А потом Ариосто влетел в снегопад, и все высокие помыслы улетучились — Габриэль мчался на диком звере по самому краю грозы.

Майклу и остальным на Мидлхилл показалось, что снова наступила ночь — такой темной была гроза. С севера, держась очень низко над землей, летел чудовищный монстр, распространяя волны ужаса. В реальности Эш насчитывал несколько сотен шагов в длину, одна его голова была величиной с башню. Его шея, издалека казавшаяся тонкой, на самом деле была толщиной в три человеческих роста, а тело — длиной с корабль или с два корабля.

Его ужас не признавал союзников, его собственные рабы бежали прочь, и многие мамлюки, и опоясанные рыцари. Павало Пайам стоял на месте и удерживал лошадь, но многие кони теряли рассудок и мчались в лес, и даже фракейские ветераны двадцати сражений падали на колени и прятали головы от Черного Змея.

Гэвину Черный Змей показался невозможно огромным. Он не опустил голову. Боглины, стоявшие перед отрядом Экреча, дрогнули. Свободные боглины рухнули ничком в слякотный снег, надежда исчезла, но Гэвин смотрел на дракона. Он боялся, но он боялся с тех пор, как проиграл схватку с галлейским рыцарем во дворе гостиницы, и его смирение наконец стало сильнее гордости.

И тут он увидел золотую искру на черной стене надвигающейся грозы. Она горела маленьким солнцем и мчалась как стрела. Скоро она превратилась в золотого грифона, а на спине грифона сидел рыцарь в красном и золотом. На мгновение он замер в темном небе над полем боя, как символ рыцарства, а затем грифон бросился на свою добычу, и его дикий боевой клич разнесся над полем.

Ирина выпустила последний болт из арбалета и встала спиной к большому клену и щекой к другому. Орли все еще бушевал среди храбрых галлейских рыцарей, разведчиков, пришедших из-за Стены и медведей, которые пытались удержать брод; дюжина золотых медведей лежала мертвой, а рогатые переходили грязную реку, ступая по трупам собственных товарищей, а за ними шел сонм тех, кто прежде осаждал Лиссен Карак.
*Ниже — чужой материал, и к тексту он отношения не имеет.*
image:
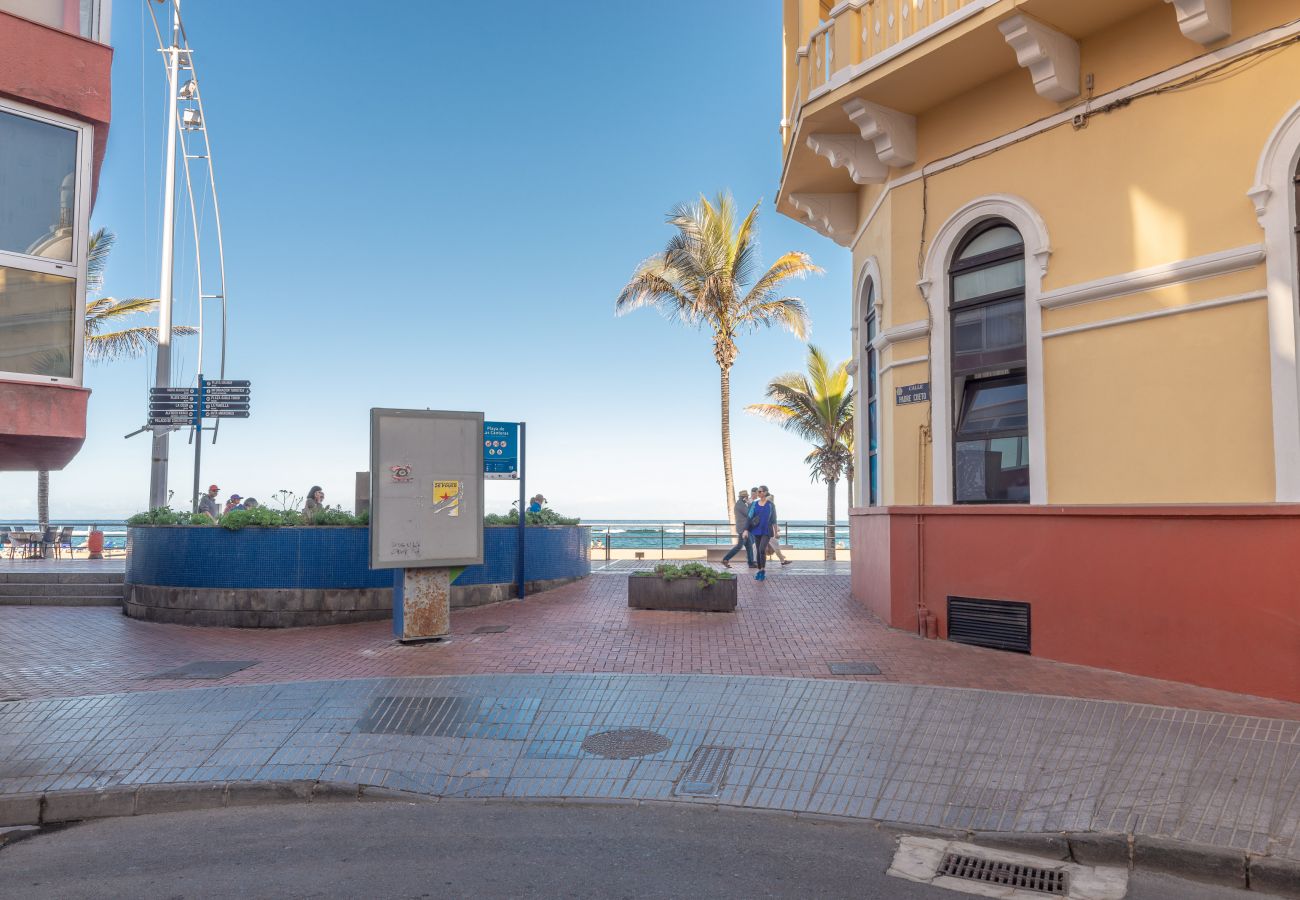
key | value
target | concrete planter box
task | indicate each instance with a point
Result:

Что ж, не все истории заканчиваются счастливо. Ирине хотелось плакать. Но она сдержалась. Несмотря на крах всех надежд, она оставалась человеком долга, а отчаяние было пустой тратой времени. Она отбросила бесполезный арбалет и вытащила короткий тяжелый меч, который дал ей Ричард Ланторн.

Ланторн тут же положил руку ей на плечо.

— Ни один клинок не коснется тебя, — пообещал он. — Не трать силы понапрасну.

И вдруг появился Смотрит на Облака.

— Ирина, не стоит умирать только потому, что он умер. Давай лучше покончим с этим Орли.

Смотрит на Облака творила заклинания снова и снова, бросая огонь и лед в тварей Орли. Она спотыкалась и падала, поднималась и шла вперед и давала разведчикам еще одно мгновение передышки, и еще, и еще.

И наконец она привлекла внимание Орли. Огромный темный рогач поднялся на задние лапы, огонь мерцал в его человеческих ладонях, а за его спиной темный ветер бросал снег в лицо Смотрит на Облака и разведчикам.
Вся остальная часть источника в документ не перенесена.